Changements de base d’entraînement
La base d’entraînement de l’Iran, initialement prévue à Tucson, en Arizona, a été déplacée à Tijuana, au Mexique, à la demande de la fédération de football en raison de préoccupations de sécurité, nécessitant ainsi des visas supplémentaires. L’Iran jouera deux de ses matchs de phase de groupes à Inglewood, en Californie, contre la Nouvelle-Zélande le 15 juin, puis contre la Belgique six jours plus tard. Le troisième match de l’Iran aura lieu le 26 juin, lorsqu’ils affronteront l’Égypte à Seattle.
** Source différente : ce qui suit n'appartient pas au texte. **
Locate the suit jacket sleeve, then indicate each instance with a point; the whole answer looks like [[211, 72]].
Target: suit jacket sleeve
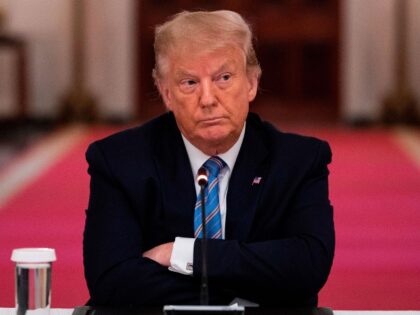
[[291, 265], [115, 271]]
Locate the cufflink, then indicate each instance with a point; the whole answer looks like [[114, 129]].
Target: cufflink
[[189, 267]]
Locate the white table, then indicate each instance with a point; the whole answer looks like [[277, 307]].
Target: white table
[[67, 311]]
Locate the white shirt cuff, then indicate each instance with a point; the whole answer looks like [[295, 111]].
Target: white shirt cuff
[[182, 255]]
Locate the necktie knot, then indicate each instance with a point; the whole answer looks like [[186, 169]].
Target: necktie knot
[[213, 165]]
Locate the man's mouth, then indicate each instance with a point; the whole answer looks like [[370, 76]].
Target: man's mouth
[[211, 121]]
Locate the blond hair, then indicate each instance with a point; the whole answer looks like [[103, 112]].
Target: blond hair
[[207, 31]]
Contexte politique et préoccupations de sécurité
La participation de l’équipe Melli à la Coupe du Monde a été mise en doute depuis que les États-Unis et Israël ont lancé des attaques conjointes contre l’Iran fin février. Malgré des rapports sur une proposition de paix possible, les hostilités se sont poursuivies. La FIFA a longtemps insisté sur le fait que l’Iran participerait pleinement au tournoi.
Défis liés aux visas
La question des visas a été particulièrement délicate pour l’équipe iranienne. En avril, Taj a vu son visa pour entrer au Canada annulé en raison de son affiliation antérieure avec les Gardiens de la Révolution islamique d’Iran, qui ont été classés comme organisation terroriste par le Canada et les États-Unis. Le secrétaire d’État américain Marco Rubio a déclaré mardi que la délégation iranienne serait surveillée de près pour toute personne ayant des liens avec le Corps des Gardiens de la Révolution islamique (IRGC).
« Nous n’avons aucun problème avec les athlètes, comme nous l’avons déclaré précédemment, ou leur personnel de soutien, » a déclaré Rubio lors d’une audience du sous-comité des crédits de la Chambre. « Mais ce que nous ne permettrons pas, c’est qu’ils intègrent dans leur délégation un groupe de personnes que nous savons n’avoir rien à voir avec l’athlétisme et ayant des liens avec l’IRGC ou des choses de cette nature. Donc, nous allons surveiller cela de très près, et nous continuerons à surveiller cela de très près, mais dans l’ensemble, je ne prévois pas ce problème avec d’autres pays. »
Avec le football professionnel suspendu depuis le début de la guerre, l’Iran s’entraîne dans la ville turque d’Antalya.